Ivermectin was developed as an antiparasitic medication (from the soil-dwelling bacterium Streptomyces avermitilis), targeting specific ion channels that parasites rely on. Its effectiveness and safety profile made it one of the most widely used drugs in the world for parasitic disease control (later leading to a 2015 Nobel Prize due to its impact on global health). But as with many medications, its biological activity did not stop there.
Beyond its antiparasitic action, ivermectin has demonstrated anti-inflammatory properties: It has been shown to influence cytokine signaling and immune pathways involved in chronic inflammation. These effects help explain its usefulness in inflammatory skin conditions and ongoing research into inflammatory diseases such as arthritis.
Topical ivermectin is already an established treatment for rosacea, where it reduces inflammation and targets Demodex mites. This is a clear example of repurposing moving from observation to accepted clinical use.
Perhaps the most compelling area of ivermectin research lies in oncology. A growing body of preclinical studies has shown that ivermectin can interfere with metabolic processes that cancer cells depend on for survival.

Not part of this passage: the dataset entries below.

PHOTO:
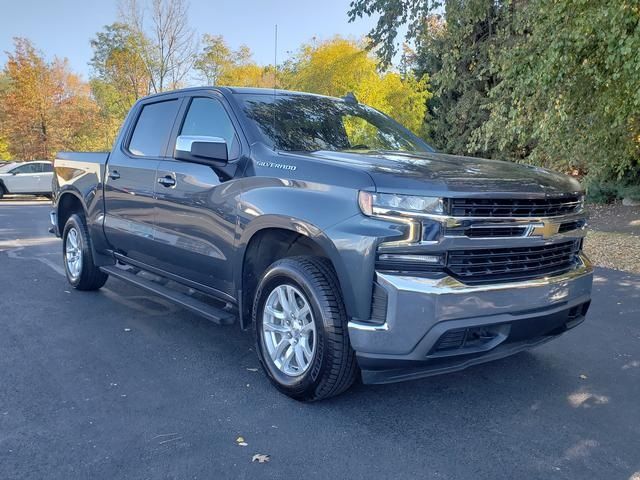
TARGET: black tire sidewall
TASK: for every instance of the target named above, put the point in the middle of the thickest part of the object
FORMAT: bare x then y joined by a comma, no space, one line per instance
74,222
283,274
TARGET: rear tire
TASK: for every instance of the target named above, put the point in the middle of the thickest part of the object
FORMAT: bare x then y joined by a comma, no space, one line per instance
317,366
79,267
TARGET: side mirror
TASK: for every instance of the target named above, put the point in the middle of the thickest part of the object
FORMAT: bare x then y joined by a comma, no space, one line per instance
201,149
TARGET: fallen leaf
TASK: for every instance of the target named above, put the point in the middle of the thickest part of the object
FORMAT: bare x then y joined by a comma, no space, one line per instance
260,458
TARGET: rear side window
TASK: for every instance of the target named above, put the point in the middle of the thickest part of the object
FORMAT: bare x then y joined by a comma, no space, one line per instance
27,168
153,128
207,117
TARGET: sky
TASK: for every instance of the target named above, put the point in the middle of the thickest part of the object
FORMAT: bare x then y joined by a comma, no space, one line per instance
64,28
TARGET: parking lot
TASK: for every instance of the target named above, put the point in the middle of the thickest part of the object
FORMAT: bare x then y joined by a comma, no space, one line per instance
119,384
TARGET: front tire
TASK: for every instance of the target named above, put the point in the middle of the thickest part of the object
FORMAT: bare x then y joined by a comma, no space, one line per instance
81,271
300,326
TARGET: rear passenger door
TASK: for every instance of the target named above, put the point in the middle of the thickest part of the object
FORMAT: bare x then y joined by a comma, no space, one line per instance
131,177
196,204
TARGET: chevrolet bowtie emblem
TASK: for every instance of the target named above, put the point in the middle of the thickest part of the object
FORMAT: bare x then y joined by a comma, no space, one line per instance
544,229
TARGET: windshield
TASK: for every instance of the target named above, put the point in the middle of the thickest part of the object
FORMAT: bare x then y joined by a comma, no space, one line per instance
5,167
309,123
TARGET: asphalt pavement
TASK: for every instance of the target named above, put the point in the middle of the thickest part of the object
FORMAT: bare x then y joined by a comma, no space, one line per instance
118,384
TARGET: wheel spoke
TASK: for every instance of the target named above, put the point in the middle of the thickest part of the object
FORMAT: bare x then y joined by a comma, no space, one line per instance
279,350
272,311
283,300
286,362
291,299
300,357
274,327
304,345
304,311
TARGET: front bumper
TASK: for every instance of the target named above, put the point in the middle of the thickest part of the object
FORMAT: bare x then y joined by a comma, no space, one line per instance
440,325
53,220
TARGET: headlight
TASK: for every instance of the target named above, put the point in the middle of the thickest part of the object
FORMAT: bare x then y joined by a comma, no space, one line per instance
390,204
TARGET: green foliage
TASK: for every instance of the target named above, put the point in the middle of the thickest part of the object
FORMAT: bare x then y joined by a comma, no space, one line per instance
4,149
339,66
551,82
569,94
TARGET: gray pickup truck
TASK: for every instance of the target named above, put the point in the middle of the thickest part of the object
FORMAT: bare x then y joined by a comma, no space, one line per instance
349,246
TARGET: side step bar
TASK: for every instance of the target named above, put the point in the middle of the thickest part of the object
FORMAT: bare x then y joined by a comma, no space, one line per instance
216,315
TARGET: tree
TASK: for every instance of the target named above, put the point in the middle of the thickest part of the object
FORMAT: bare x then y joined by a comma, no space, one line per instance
44,107
339,66
166,42
217,60
551,82
4,149
569,94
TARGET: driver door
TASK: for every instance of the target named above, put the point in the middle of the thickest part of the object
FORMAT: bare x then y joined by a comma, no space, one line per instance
196,205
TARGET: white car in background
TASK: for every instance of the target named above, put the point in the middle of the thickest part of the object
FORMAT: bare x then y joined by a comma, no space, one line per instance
26,178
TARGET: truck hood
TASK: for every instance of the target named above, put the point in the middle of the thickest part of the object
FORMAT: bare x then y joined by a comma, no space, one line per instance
452,175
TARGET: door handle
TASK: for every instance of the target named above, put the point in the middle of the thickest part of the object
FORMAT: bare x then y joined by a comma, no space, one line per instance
167,181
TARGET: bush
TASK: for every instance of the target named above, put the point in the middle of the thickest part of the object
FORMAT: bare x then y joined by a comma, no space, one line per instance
599,191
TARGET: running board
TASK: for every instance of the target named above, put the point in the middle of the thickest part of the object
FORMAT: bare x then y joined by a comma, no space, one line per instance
216,315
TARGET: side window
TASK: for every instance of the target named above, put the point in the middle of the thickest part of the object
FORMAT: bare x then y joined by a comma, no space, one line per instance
207,117
153,128
27,168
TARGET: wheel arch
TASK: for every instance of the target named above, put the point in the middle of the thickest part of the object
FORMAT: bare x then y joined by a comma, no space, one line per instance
67,203
276,237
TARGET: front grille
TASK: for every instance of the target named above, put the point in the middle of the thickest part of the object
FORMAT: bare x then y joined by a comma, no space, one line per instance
511,207
509,264
490,232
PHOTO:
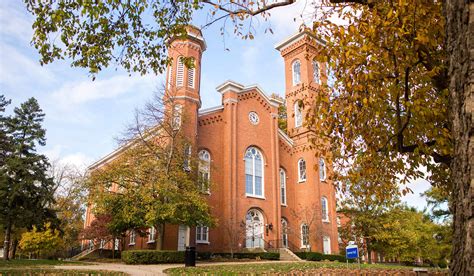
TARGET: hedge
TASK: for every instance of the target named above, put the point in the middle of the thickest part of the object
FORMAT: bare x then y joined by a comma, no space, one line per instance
250,255
316,256
152,256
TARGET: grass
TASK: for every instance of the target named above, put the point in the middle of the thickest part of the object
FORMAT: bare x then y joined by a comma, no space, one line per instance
36,263
50,271
45,267
271,268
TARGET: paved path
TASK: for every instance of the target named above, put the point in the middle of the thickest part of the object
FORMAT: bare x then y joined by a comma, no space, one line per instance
142,270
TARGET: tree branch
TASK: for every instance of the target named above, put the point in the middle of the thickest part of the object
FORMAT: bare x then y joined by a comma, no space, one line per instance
246,10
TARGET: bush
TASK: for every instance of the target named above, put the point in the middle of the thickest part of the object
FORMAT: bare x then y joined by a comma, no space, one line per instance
152,257
251,255
204,255
316,256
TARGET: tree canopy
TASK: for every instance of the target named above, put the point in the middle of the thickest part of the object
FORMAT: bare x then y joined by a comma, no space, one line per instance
26,190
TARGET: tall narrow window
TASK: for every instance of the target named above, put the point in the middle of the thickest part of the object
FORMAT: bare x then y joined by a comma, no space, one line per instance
132,237
298,114
180,73
322,169
170,75
301,170
326,245
324,209
283,186
296,68
253,172
177,112
304,235
284,232
202,234
316,72
187,158
204,170
151,234
191,73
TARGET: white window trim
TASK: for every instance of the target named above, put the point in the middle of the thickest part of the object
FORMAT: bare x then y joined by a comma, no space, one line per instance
180,73
298,115
208,169
253,176
283,187
318,81
329,240
201,241
132,233
152,229
302,237
327,208
293,73
325,170
301,180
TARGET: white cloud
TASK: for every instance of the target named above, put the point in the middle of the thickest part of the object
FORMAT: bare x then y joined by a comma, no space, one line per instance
14,22
19,69
415,199
82,92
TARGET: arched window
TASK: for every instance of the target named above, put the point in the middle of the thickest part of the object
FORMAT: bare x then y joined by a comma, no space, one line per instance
316,72
298,114
202,234
177,110
254,225
191,73
301,170
283,186
326,245
187,158
170,75
204,170
133,237
322,169
253,172
304,235
180,73
151,234
296,67
284,232
324,209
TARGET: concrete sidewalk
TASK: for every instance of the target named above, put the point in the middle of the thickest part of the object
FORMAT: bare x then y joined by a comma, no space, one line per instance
142,270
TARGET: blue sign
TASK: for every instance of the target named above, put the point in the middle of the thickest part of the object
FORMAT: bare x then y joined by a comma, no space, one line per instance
352,252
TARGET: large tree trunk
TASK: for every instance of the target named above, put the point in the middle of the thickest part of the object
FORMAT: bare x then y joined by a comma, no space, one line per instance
6,244
460,42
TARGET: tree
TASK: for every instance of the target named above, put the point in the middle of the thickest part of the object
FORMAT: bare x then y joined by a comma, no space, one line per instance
25,187
70,194
39,242
154,180
132,34
391,109
364,206
410,236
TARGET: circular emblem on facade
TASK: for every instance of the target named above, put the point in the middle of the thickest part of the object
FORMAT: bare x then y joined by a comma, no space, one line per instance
253,117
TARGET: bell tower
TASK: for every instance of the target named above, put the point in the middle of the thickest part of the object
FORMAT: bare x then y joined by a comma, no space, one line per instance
183,80
303,76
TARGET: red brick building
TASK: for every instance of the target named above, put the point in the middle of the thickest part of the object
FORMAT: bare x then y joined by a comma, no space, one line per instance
268,189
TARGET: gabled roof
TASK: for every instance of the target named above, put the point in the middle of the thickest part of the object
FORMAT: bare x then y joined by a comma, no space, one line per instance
231,85
294,38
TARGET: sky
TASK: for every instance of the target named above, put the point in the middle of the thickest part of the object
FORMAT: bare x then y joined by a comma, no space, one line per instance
84,117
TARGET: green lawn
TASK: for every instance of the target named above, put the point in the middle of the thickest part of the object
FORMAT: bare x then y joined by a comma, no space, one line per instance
270,268
45,267
35,263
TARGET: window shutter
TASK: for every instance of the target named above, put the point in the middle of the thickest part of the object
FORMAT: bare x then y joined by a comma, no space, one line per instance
191,72
180,73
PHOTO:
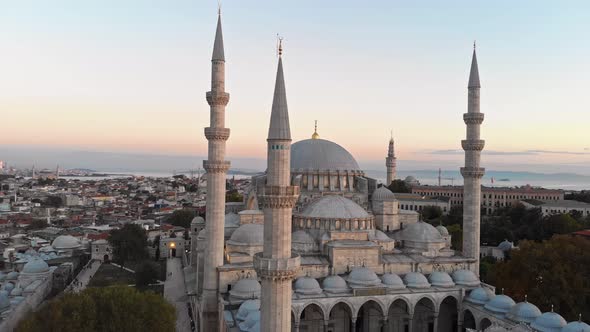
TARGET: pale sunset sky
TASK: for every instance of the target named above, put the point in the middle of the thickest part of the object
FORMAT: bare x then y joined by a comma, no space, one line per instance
131,75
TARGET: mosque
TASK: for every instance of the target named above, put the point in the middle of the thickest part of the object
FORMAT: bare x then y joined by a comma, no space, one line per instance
319,246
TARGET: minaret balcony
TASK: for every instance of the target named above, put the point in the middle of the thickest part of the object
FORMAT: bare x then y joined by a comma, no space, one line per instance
473,118
473,145
220,134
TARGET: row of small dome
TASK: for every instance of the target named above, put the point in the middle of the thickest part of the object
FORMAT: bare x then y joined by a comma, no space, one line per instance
523,312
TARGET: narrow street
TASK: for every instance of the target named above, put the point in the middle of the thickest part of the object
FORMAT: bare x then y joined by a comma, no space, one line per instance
175,293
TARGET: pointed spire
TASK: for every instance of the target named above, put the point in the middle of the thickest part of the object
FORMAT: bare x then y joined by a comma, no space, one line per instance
279,117
474,74
218,54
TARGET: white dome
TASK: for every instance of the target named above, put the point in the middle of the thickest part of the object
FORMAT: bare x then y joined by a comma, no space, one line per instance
320,154
334,207
35,266
416,280
420,232
363,276
307,286
383,194
335,284
440,279
393,281
65,242
246,289
248,234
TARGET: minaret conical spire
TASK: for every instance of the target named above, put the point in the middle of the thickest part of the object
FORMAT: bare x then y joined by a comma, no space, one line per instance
474,73
279,117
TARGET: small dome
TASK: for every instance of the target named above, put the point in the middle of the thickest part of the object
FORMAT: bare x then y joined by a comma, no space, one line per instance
480,296
307,286
442,230
416,280
335,284
334,207
465,278
4,302
524,312
65,242
577,326
363,276
506,245
246,289
440,279
383,194
549,322
35,266
500,304
249,234
246,307
198,220
392,281
420,232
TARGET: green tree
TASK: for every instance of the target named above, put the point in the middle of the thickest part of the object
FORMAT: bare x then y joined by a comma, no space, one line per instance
129,243
399,186
181,218
551,272
108,309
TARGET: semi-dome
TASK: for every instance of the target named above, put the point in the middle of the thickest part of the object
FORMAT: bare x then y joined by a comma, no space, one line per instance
480,296
392,281
465,278
35,266
307,286
334,207
383,194
246,288
577,326
500,304
335,284
362,277
442,230
440,279
420,232
416,280
321,154
65,242
524,312
248,234
549,322
246,307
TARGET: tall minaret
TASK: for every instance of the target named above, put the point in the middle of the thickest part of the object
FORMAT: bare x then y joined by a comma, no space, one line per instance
275,266
216,167
390,162
472,173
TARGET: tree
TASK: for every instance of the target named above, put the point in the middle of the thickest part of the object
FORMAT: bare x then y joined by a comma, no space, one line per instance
399,186
181,218
147,273
551,272
117,308
129,243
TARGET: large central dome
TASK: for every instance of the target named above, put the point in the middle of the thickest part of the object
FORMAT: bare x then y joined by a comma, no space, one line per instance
320,154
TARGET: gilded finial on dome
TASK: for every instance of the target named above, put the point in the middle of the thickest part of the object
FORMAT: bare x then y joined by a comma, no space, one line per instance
315,131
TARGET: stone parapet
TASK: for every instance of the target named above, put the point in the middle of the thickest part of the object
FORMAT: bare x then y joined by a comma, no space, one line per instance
473,118
221,134
473,145
472,172
277,268
216,98
216,166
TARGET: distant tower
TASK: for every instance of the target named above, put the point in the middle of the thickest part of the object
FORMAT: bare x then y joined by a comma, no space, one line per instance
390,162
216,168
472,173
275,266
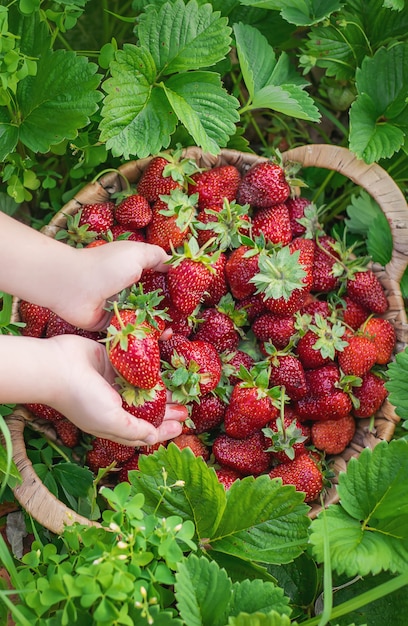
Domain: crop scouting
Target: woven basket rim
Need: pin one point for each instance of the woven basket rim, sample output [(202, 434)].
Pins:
[(374, 179)]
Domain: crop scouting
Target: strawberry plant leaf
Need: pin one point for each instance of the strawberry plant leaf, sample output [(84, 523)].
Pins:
[(203, 591), (183, 37), (271, 84), (397, 383), (263, 521), (379, 115), (365, 534)]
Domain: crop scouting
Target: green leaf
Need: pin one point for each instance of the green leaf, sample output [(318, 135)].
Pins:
[(206, 110), (368, 531), (203, 592), (202, 499), (263, 521), (252, 596), (183, 36), (397, 383), (58, 101), (379, 115)]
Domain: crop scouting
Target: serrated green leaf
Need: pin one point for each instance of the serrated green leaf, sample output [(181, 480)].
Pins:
[(379, 116), (368, 531), (263, 522), (202, 499), (204, 107), (252, 596), (397, 383), (58, 101), (183, 36), (203, 592)]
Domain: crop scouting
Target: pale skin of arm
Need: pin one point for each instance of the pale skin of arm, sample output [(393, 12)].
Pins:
[(71, 373)]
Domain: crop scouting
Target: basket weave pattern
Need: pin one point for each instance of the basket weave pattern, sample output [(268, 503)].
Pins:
[(53, 514)]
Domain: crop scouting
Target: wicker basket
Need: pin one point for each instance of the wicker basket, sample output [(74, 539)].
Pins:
[(34, 496)]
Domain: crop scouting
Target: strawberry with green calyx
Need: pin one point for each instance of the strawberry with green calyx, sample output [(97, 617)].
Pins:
[(333, 436), (274, 223), (252, 403), (173, 220), (133, 348), (286, 436), (76, 234), (370, 395), (246, 456), (224, 224), (190, 275), (321, 343), (304, 473), (213, 185), (222, 325), (146, 404), (166, 171)]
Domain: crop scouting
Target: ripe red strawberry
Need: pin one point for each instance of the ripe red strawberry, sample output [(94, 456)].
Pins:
[(207, 414), (359, 356), (35, 318), (382, 333), (274, 223), (274, 328), (323, 407), (303, 472), (44, 411), (263, 185), (366, 289), (227, 476), (240, 267), (67, 432), (146, 404), (214, 185), (133, 350), (189, 276), (333, 436), (133, 212), (131, 464), (98, 217), (370, 395), (193, 442), (246, 456), (296, 208)]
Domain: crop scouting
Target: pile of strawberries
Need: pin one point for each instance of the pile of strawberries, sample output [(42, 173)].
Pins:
[(277, 345)]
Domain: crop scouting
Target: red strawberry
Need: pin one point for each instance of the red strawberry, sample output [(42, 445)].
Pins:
[(274, 328), (214, 185), (133, 212), (98, 217), (296, 208), (274, 223), (189, 277), (193, 442), (333, 436), (146, 404), (227, 476), (133, 350), (303, 472), (366, 289), (131, 464), (263, 185), (382, 333), (242, 265), (359, 356), (208, 413), (67, 432), (370, 395), (35, 318), (323, 407), (246, 456)]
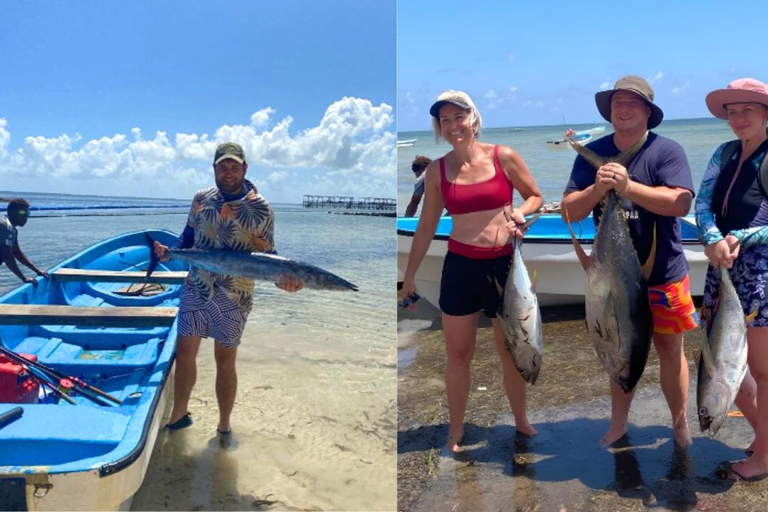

Specifically, studies* have demonstrated that ivermectin can: Disrupt mitochondrial respiration: This means interfering with how cells use oxygen to make energy inside their “power plants” (the mitochondria), making it harder for fast-growing cells to survive.Interfere with glucose transport: This refers to blocking or slowing how cells take in sugar from the bloodstream, limiting the fuel they rely on to grow and divide.Reduce ATP (energy) production: ATP is the cell’s main energy currency; reducing ATP production leaves cells with less energy to carry out vital functions.Alter cellular redox balance: This means upsetting the balance between harmful oxidative molecules and the cell’s ability to neutralize them, which can push stressed cells toward damage or death. Cancer cells rely heavily on altered energy metabolism to sustain rapid growth and resist cell death. By disrupting these pathways, ivermectin has shown* anticancer and anti-inflammatory effects in laboratory, animal models, and in tens of thousands of humans globally.
Repurposing is a strategy
Drug repurposing does not replace rigorous science; it focuses it. Ivermectin belongs in this conversation not just because it is a powerful cure for many illnesses including cancer, but because it exemplifies a recurring pattern in medicine: molecules often do far more than we initially recognize. The question remains, who will invest millions of dollars in official trials to bring ivermectin to market, when a medication cannot be patented?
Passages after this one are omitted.